Akcja ratunkowa na wraku Costa Concordii może być kontynuowana. Wbrew zapowiedziom synoptyków pogoda nie pokrzyżowała planów nurków - relacjonuje z miejsca katastrofy specjalny wysłannik TVN24 Robert Jałocha. Zamiast zapowiadanych na dziś wysokich fal i wiatru, u wybrzeży wyspy Giglio świeci piękne słońce.
W piątek rano pojawiły się doniesienia o przerwaniu poszukiwania ciał ofiar zeszłotygodniowej katastrofy statku Costa Concordia. Powodem miało być poruszenie się wraku.
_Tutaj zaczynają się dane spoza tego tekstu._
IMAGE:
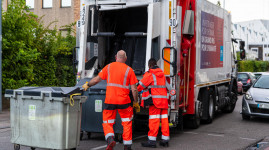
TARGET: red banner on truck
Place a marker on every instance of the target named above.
(211, 41)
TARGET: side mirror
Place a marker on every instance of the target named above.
(169, 55)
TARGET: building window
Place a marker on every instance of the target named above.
(47, 3)
(65, 3)
(30, 3)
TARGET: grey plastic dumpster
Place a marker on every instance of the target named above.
(42, 117)
(92, 116)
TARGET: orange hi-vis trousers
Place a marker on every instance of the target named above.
(155, 114)
(109, 117)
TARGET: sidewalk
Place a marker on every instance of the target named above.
(5, 119)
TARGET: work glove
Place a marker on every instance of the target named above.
(136, 106)
(85, 86)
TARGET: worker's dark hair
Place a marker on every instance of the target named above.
(152, 62)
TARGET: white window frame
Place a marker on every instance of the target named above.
(30, 7)
(66, 5)
(43, 2)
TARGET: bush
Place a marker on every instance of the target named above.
(253, 66)
(34, 55)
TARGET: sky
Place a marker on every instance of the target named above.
(245, 10)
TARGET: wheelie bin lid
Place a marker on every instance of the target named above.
(37, 91)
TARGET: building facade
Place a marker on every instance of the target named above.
(255, 33)
(60, 12)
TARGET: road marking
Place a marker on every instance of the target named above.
(247, 139)
(191, 132)
(104, 146)
(216, 135)
(101, 147)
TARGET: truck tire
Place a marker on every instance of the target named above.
(233, 99)
(208, 105)
(193, 121)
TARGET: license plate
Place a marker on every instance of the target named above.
(263, 106)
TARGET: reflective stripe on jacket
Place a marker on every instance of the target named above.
(119, 77)
(155, 84)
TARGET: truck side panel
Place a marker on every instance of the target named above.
(213, 44)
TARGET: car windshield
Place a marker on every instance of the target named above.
(257, 75)
(242, 76)
(262, 82)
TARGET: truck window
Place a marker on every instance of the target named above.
(155, 49)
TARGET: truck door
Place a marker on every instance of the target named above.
(153, 32)
(88, 47)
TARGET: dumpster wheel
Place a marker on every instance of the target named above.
(17, 147)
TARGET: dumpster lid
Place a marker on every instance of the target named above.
(55, 91)
(100, 86)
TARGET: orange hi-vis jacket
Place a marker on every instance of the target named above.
(119, 77)
(154, 85)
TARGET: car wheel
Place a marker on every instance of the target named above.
(245, 117)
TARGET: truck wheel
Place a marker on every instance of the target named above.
(17, 147)
(231, 106)
(208, 105)
(194, 121)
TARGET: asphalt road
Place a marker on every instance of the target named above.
(227, 132)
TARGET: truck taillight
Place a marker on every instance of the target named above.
(173, 92)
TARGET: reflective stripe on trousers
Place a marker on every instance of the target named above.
(130, 142)
(142, 84)
(126, 119)
(153, 96)
(165, 137)
(158, 116)
(109, 121)
(152, 138)
(109, 134)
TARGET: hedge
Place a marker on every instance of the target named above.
(34, 54)
(253, 66)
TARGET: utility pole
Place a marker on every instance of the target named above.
(0, 56)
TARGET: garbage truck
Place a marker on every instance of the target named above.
(190, 39)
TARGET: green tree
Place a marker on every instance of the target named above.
(34, 55)
(19, 52)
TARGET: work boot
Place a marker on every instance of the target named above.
(164, 143)
(149, 143)
(127, 147)
(110, 143)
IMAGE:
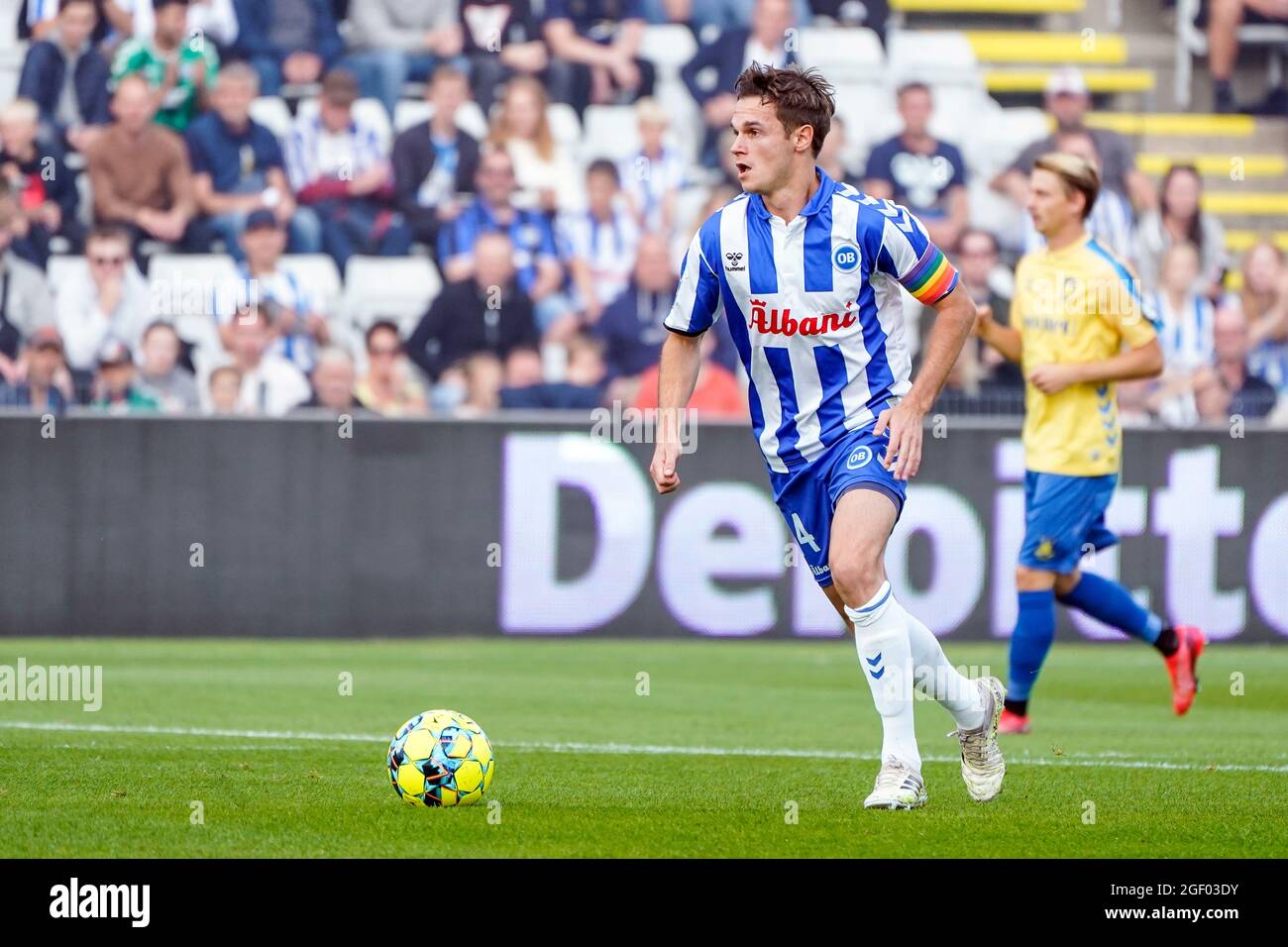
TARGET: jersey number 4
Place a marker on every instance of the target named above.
(803, 536)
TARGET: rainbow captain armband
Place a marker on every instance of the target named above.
(931, 278)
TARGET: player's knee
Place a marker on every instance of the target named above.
(1033, 579)
(857, 577)
(1065, 582)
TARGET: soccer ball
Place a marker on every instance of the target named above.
(441, 758)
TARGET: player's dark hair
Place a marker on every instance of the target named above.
(800, 97)
(1194, 226)
(378, 326)
(604, 166)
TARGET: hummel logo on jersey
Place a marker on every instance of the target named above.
(772, 322)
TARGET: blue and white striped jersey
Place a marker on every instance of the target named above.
(814, 309)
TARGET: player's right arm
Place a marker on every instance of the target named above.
(697, 307)
(678, 373)
(999, 337)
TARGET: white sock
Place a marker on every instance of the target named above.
(932, 676)
(885, 655)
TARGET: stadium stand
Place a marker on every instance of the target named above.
(993, 69)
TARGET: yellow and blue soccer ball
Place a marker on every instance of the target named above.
(441, 758)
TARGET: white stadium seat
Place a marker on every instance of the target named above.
(320, 277)
(271, 114)
(932, 56)
(845, 55)
(469, 116)
(669, 47)
(397, 287)
(370, 111)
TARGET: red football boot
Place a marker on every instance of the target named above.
(1013, 723)
(1181, 665)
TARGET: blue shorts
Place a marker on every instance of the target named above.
(1064, 517)
(807, 497)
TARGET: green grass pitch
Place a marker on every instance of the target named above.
(741, 749)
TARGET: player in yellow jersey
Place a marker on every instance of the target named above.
(1078, 326)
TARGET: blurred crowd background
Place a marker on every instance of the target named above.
(413, 208)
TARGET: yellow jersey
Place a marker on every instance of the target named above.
(1076, 304)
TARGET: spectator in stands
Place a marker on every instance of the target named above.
(340, 169)
(978, 258)
(115, 390)
(1263, 302)
(290, 42)
(270, 385)
(44, 385)
(599, 243)
(501, 40)
(397, 42)
(716, 394)
(581, 388)
(1250, 395)
(43, 184)
(1180, 218)
(108, 300)
(631, 325)
(1068, 101)
(176, 67)
(484, 313)
(65, 76)
(390, 386)
(729, 54)
(161, 377)
(1111, 219)
(334, 379)
(917, 170)
(536, 261)
(140, 170)
(299, 326)
(239, 167)
(831, 157)
(215, 20)
(1225, 17)
(25, 300)
(436, 161)
(653, 176)
(224, 390)
(593, 46)
(542, 166)
(1185, 317)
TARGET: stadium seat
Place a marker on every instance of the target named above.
(320, 275)
(366, 110)
(271, 114)
(845, 55)
(669, 47)
(610, 132)
(397, 287)
(469, 116)
(62, 270)
(565, 127)
(935, 56)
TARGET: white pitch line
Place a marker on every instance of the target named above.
(1112, 762)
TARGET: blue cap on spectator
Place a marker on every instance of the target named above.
(262, 218)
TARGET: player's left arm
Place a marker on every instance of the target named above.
(901, 248)
(954, 317)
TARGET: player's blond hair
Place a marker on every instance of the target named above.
(1076, 174)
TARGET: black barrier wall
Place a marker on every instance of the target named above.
(248, 527)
Mówiono też o mającej się gwałtownie pogorszyć pogodzie. Synoptycy zapowiadali wysokie fale oraz silny wiatr, które mogą ponownie poruszyć wrak i spowodować, że zsunie się on w kierunku pobliskiej głębiny, co stanowiłoby poważne zagrożenie dla płetwonurków.
Trudna akcja
Jednak wbrew zapowiedziom, u wybrzeży wyspy Giglio w Toskanii świeci piękne słońce i nie ma mocnych podmuchów wiatru. - Akcja ratownicza może trwać nadal - relacjonuje z miejsca katastrofy reporter TVN24 Robert Jałocha.
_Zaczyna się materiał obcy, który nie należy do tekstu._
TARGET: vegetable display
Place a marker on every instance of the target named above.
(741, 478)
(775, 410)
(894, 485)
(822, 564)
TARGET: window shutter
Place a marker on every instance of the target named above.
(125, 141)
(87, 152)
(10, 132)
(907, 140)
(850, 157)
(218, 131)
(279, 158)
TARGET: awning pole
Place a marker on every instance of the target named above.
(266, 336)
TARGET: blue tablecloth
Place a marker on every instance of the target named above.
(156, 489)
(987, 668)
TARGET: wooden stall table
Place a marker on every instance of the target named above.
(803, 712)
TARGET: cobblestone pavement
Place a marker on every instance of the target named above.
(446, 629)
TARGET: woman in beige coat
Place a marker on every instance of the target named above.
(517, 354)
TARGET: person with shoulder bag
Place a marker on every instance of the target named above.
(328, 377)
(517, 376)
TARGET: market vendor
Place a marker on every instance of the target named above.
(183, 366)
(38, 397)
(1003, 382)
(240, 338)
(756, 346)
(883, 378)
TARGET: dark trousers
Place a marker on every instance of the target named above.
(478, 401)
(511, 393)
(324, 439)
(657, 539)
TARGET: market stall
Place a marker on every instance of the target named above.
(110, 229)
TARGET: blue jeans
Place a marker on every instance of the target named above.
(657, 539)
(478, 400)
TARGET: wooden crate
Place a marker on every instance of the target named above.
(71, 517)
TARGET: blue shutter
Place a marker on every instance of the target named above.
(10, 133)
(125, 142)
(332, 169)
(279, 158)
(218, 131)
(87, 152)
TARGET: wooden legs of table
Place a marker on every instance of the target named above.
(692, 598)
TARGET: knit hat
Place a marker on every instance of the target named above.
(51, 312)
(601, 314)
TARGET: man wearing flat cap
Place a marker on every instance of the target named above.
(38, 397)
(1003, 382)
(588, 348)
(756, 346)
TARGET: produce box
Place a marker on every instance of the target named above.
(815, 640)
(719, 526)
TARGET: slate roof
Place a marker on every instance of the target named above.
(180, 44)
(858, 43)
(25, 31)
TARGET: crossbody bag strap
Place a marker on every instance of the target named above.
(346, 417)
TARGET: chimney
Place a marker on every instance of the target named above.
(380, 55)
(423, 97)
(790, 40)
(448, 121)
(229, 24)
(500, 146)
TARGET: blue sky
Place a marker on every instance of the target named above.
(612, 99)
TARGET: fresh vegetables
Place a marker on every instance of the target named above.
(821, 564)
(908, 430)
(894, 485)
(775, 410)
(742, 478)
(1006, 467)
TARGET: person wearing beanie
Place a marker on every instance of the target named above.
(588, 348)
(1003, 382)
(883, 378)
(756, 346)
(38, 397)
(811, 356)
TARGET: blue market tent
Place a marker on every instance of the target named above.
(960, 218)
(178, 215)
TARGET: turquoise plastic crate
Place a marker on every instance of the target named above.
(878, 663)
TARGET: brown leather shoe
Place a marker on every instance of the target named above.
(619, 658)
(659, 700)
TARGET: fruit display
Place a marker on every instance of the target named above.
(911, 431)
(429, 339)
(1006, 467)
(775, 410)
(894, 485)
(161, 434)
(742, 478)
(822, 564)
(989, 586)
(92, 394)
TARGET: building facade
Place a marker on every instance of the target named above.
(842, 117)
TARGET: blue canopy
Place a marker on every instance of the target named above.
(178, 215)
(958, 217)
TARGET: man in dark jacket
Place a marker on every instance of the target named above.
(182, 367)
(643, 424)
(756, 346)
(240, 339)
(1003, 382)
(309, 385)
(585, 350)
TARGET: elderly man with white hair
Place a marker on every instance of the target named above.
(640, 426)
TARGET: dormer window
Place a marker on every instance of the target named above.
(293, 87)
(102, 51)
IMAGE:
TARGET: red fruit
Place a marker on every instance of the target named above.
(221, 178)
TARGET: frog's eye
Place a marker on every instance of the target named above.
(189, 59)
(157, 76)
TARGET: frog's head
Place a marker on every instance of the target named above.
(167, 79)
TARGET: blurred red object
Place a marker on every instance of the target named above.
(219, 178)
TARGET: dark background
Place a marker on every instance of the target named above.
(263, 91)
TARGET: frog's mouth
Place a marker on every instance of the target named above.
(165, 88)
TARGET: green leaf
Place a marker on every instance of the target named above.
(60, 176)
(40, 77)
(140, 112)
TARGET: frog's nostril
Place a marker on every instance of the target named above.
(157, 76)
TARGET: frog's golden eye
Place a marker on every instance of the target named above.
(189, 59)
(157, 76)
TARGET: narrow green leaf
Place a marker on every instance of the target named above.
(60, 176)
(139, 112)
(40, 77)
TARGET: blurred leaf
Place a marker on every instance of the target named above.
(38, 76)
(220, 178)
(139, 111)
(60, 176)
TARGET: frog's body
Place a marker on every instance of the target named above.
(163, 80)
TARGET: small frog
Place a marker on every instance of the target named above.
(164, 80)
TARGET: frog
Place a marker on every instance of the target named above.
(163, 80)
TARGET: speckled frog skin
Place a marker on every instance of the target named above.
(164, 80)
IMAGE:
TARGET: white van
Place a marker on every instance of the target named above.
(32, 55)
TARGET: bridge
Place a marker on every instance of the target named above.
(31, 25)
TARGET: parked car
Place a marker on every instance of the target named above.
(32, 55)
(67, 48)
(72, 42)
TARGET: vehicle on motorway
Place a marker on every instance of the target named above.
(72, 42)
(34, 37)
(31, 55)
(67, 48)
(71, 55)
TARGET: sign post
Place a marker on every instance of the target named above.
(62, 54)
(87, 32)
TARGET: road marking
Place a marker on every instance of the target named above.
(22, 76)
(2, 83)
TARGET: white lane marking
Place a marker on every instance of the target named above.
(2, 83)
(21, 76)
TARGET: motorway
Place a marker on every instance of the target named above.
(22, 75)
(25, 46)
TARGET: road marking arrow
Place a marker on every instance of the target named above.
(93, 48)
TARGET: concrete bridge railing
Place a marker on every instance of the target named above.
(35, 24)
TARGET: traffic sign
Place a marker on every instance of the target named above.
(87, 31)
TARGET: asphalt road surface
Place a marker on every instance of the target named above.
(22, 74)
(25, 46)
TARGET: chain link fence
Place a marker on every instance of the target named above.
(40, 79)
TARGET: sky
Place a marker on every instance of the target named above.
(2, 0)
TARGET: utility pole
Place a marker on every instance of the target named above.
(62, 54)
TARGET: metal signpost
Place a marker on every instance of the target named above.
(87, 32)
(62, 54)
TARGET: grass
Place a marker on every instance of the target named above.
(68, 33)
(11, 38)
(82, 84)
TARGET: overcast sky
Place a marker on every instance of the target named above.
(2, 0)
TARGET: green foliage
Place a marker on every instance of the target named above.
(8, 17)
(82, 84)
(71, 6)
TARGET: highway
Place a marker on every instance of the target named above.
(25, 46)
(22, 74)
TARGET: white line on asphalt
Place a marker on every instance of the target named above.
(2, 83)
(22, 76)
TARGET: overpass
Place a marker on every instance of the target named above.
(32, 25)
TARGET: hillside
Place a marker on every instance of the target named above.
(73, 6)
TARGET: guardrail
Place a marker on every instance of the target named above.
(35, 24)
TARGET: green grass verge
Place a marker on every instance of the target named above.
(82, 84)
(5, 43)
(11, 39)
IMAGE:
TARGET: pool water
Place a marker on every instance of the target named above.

Podkreśla, że w akcję są zaangażowane niemal wszystkie włoskie służby. - Kiedy jechaliśmy na wyspę towarzyszyło nam blisko 100 strażaków, którzy mieli zmienić bardzo już zmęczonych swoich kolegów - opowiada Jałocha.
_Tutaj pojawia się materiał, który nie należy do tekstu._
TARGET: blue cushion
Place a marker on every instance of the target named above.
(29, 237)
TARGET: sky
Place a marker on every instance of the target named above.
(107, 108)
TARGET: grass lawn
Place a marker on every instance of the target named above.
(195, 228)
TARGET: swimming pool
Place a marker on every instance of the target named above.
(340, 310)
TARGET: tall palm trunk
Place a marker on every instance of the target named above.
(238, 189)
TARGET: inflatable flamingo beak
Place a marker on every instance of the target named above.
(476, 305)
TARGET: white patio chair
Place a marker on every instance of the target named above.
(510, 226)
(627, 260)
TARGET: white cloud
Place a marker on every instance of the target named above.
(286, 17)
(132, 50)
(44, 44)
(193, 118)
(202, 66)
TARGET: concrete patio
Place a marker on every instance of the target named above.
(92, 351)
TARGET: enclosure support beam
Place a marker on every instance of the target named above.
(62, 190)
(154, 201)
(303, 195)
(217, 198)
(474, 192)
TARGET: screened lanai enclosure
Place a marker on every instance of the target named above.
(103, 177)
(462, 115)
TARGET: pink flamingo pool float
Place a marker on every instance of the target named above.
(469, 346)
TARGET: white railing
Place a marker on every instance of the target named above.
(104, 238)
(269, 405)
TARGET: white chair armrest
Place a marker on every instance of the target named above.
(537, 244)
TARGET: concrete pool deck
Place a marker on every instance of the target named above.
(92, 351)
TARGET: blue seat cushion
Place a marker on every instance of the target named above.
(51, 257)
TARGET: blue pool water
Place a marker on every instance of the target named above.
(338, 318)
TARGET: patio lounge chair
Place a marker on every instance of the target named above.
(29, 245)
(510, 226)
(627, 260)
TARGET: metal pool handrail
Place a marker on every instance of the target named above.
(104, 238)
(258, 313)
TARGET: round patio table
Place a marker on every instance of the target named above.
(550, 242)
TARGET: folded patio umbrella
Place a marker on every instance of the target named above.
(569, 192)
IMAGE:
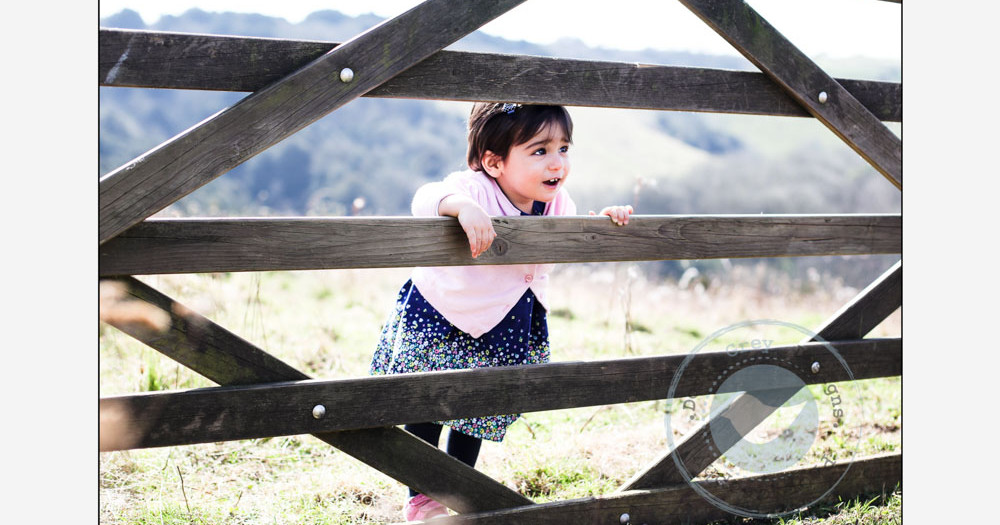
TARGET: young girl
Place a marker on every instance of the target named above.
(474, 316)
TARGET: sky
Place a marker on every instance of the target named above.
(817, 27)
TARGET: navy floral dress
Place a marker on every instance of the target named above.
(417, 338)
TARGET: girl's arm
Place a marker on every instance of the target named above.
(618, 214)
(474, 220)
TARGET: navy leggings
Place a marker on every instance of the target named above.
(462, 447)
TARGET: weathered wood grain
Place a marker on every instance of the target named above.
(681, 505)
(762, 44)
(193, 158)
(210, 245)
(869, 308)
(225, 358)
(858, 317)
(212, 62)
(274, 409)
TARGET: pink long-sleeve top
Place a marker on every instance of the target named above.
(476, 298)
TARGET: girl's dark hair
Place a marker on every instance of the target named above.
(497, 127)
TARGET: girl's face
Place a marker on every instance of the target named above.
(534, 170)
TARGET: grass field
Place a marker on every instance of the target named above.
(327, 323)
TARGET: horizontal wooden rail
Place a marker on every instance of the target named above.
(209, 349)
(258, 244)
(699, 448)
(227, 63)
(158, 178)
(275, 409)
(680, 505)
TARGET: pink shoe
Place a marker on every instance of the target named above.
(421, 507)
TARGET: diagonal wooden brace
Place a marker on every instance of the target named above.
(819, 94)
(227, 359)
(195, 157)
(862, 314)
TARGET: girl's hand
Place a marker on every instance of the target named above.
(474, 220)
(618, 214)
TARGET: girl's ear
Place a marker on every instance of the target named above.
(492, 164)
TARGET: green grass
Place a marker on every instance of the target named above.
(327, 323)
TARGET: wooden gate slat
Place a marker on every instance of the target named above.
(229, 63)
(225, 358)
(762, 44)
(229, 245)
(193, 158)
(203, 415)
(679, 504)
(858, 317)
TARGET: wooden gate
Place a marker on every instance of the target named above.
(294, 83)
Dodaje, że udało mu się porozmawiać z nurkami, którzy pracowali na wraku. - Zwracali uwagę, że to ekstremalnie trudna akcja, m.in. dlatego, że widoczność w wodzie jest bardzo ograniczona, dodatkowo pływa w niej wiele niebezpiecznych elementów - relacjonuje reporter TVN24. - Ratownicy wciąż mają nadzieję, że uda się im odnaleźć na wraku Costa Concordia jeszcze kogoś żywego - dodaje Jałocha.
W katastrofie, do której doszło 13 stycznia zginęło 11 osób, a 21 jest wciąż poszukiwanych.